I recently read an article on car-to-car communications detailing a possible implementation of this concept. I’m not a pessimist, but following is my initial reaction and thoughts.
The idea of car-to-car communication to provide detailed traffic reports, to alert drivers of possible dangers, and to network people on the road is a good idea. However, how will this simplify driving? I don’t think it will — it will only complicate things. I have witnessed plenty of people who have a hard time holding a steering wheel and concentrating on the road. If they use a GPS, operate the stereo, or use a cellphone while driving, they suddenly appear as if they were DUI. Before a method of integration is determined to seamlessly incorporate car-to-car data into the drivers’ experiences, these “safety features” will only be a distraction. Sure, most people could handle it just fine, but for those who already feel stressed simply being behind the wheel?

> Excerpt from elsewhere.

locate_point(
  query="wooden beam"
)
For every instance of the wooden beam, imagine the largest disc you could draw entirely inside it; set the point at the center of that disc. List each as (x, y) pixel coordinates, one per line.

Crazy drivers are crazy drivers. No software will change that. Until seamless methods of integration are developed to add all of this extra information into the driving experience, the “safety benefits” (for individual drivers) of car-to-car communication are merely over-hyped security blankets used to gain support for a developing industry. Whatever sells.
Regarding wireless security, I am not too concerned. What concerns me more is the possibility that this useful-by-name technology will someday become so admired that it will become standard (that is, if you don’t want it, you’ll need to pay a price for nixing it). This is just another layer for taxation and insurance companies to farm for money. What if I don’t want my car to be a wireless beacon, hotspot, etc? Yea, I’ll probably end up having to pay to not have this “safer” feature.
I am all for car-to-car communication, but until useful data can be delivered to the driver in such a way that it is a natural part of the driving experience (non-intrusive, that is, not distracting), the reputation for this technology is all wishful thinking.